Third, our analysis shows women’s consultations with chiropractors are diminished with increased consultations with conventional medical practitioners and physiotherapists. Although previous research has suggested conventional medical practitioners and allied health care providers favor chiropractors more readily than other CAM practitioners [12, 36], our finding identifies a potential discordance between GPs and physiotherapists on the one hand and chiropractors on the other. Despite some evidence on inter-professional discordance [34], further research is necessary to examine the extent to which such an assumption of discordance is based on conventional medical and allied health care practitioners’ perceptions of the efficacy of chiropractic in back pain care or inter-professional competition in this area of health care provision. Furthermore, our analysis shows that back pain sufferers who consult a GP more frequently seek less help from CAM practitioners, indicating a possible discouragement of CAM use by GPs. This finding does appear to be in line with previous research indicating GP caution regarding CAM treatments for back pain [32].

Fourth, our study reveals women’s higher CAM practitioner use for back pain is associated with frequent pharmacist visits. Pharmacists may be a key source of information on CAM for back pain sufferers as previous research has identified pharmacists as supportive of CAM and as having an important role in counseling customers on CAM use [38, 39, 41]. It is likely that pharmacists would be familiar with over-the-counter CAM products for back pain as pharmacists can sell non-pharmaceutical remedies.
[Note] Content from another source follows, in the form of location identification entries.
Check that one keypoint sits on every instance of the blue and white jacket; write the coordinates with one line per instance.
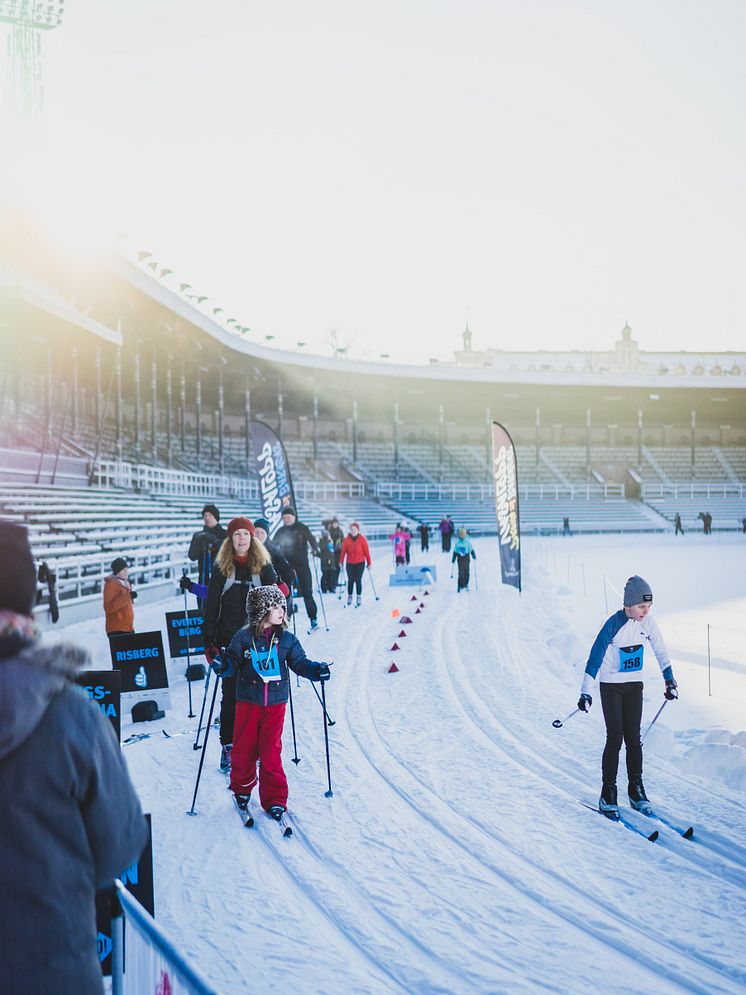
(622, 649)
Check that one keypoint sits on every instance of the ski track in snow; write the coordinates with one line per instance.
(454, 856)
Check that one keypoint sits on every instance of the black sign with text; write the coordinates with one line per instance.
(140, 658)
(138, 880)
(185, 635)
(104, 688)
However, recent research suggests pharmacists have limited knowledge or confidence in suggesting CAM treatments to customers [38]. Alternatively, the customer and vendor relationship within the context of pharmacist visits may facilitate professional dialogue about CAM decision-making for back pain treatments especially given that pharmacists consider CAM sales an important source of pharmacy income [40]. Further research is necessary to examine the impact of pharmacists on decision-making of back pain sufferers’ regarding CAM practitioner use.

The interpretation of our findings is limited by the fact that women’s care-seeking for back pain is self-reported by the participants, and the results may be potentially affected by recall bias. Despite this, the ALSWH is a respected source of data for epidemiological research in Australia, and these limitations are countered by the insights provided by the first focused analysis of back pain sufferers’ utilization of CAM practitioners amidst other back pain care options.

Conclusions

Our study identifies substantial CAM practitioner use by women with back pain within a broader field of provision, and given the extent of concurrent care identified, there is a need for further research to examine the communication between patients and practitioners as well as across the diverse groups of providers offering back pain care. It is also important that future research investigate the decision-making and information-seeking of back pain patients in relation to the possible use of CAM practitioners amongst other available service providers.